PP-OCRv5 is the new generation text recognition solution of PP-OCR, focusing on multi-scenario and multi-text type recognition. In terms of text types, PP-OCRv5 supports 5 major mainstream text types: Simplified Chinese, Chinese Pinyin, Traditional Chinese, English, and Japanese.
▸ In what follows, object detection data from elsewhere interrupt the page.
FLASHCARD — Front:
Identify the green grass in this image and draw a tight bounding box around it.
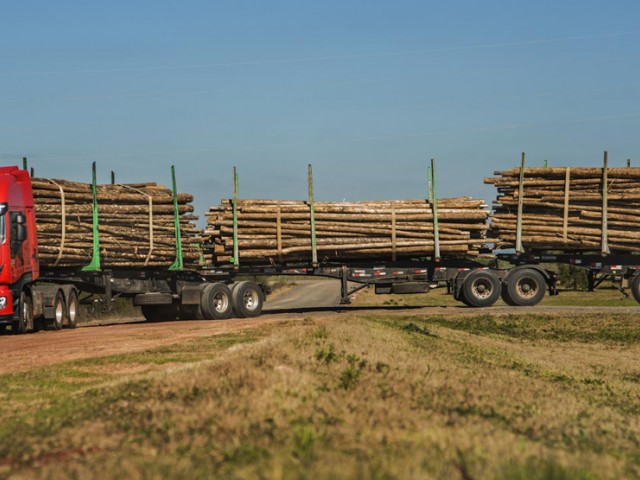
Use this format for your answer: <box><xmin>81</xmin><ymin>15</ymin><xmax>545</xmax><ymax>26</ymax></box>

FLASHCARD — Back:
<box><xmin>0</xmin><ymin>314</ymin><xmax>640</xmax><ymax>479</ymax></box>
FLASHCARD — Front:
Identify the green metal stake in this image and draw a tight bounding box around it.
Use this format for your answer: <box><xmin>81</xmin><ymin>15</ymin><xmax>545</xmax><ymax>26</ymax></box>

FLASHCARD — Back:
<box><xmin>601</xmin><ymin>152</ymin><xmax>611</xmax><ymax>255</ymax></box>
<box><xmin>231</xmin><ymin>167</ymin><xmax>240</xmax><ymax>268</ymax></box>
<box><xmin>429</xmin><ymin>158</ymin><xmax>440</xmax><ymax>262</ymax></box>
<box><xmin>307</xmin><ymin>164</ymin><xmax>318</xmax><ymax>265</ymax></box>
<box><xmin>82</xmin><ymin>162</ymin><xmax>100</xmax><ymax>272</ymax></box>
<box><xmin>516</xmin><ymin>152</ymin><xmax>525</xmax><ymax>255</ymax></box>
<box><xmin>169</xmin><ymin>165</ymin><xmax>184</xmax><ymax>270</ymax></box>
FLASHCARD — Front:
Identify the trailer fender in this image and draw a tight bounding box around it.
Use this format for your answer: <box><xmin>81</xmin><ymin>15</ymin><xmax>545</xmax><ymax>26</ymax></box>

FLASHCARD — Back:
<box><xmin>501</xmin><ymin>265</ymin><xmax>555</xmax><ymax>285</ymax></box>
<box><xmin>180</xmin><ymin>283</ymin><xmax>208</xmax><ymax>305</ymax></box>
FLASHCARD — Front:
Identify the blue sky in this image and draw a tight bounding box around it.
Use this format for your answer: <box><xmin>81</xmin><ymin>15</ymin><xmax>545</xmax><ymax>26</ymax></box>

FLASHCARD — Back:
<box><xmin>0</xmin><ymin>0</ymin><xmax>640</xmax><ymax>223</ymax></box>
For scenarios, PP-OCRv5 has upgraded recognition capabilities for challenging scenarios such as complex Chinese and English handwriting, vertical text, and uncommon characters. On internal complex evaluation sets across multiple scenarios, PP-OCRv5 achieved a 13 percentage point end-to-end improvement over PP-OCRv4.

Key Metrics

1. Text Detection Metrics

Model Handwritten Chinese Handwritten English Printed Chinese Printed English Traditional Chinese Ancient Text Japanese General Scenario Pinyin Rotation Distortion Artistic Text Average
PP-OCRv5_server_det 0.803 0.841 0.945 0.917 0.815 0.676 0.772 0.797 0.671 0.8 0.876 0.673 0.827
PP-OCRv4_server_det 0.706 0.249 0.888 0.690 0.759 0.473 0.685 0.715 0.542 0.366 0.775 0.583 0.662
PP-OCRv5_mobile_det 0.744 0.777 0.905 0.910 0.823 0.581 0.727 0.721 0.575 0.647 0.827 0.525 0.770
PP-OCRv4_mobile_det 0.583 0.369 0.872 0.773 0.663 0.231 0.634 0.710 0.430 0.299 0.715 0.549 0.624

Compared to PP-OCRv4, PP-OCRv5 shows significant improvement in all detection scenarios, especially in handwriting, ancient texts, and Japanese detection capabilities.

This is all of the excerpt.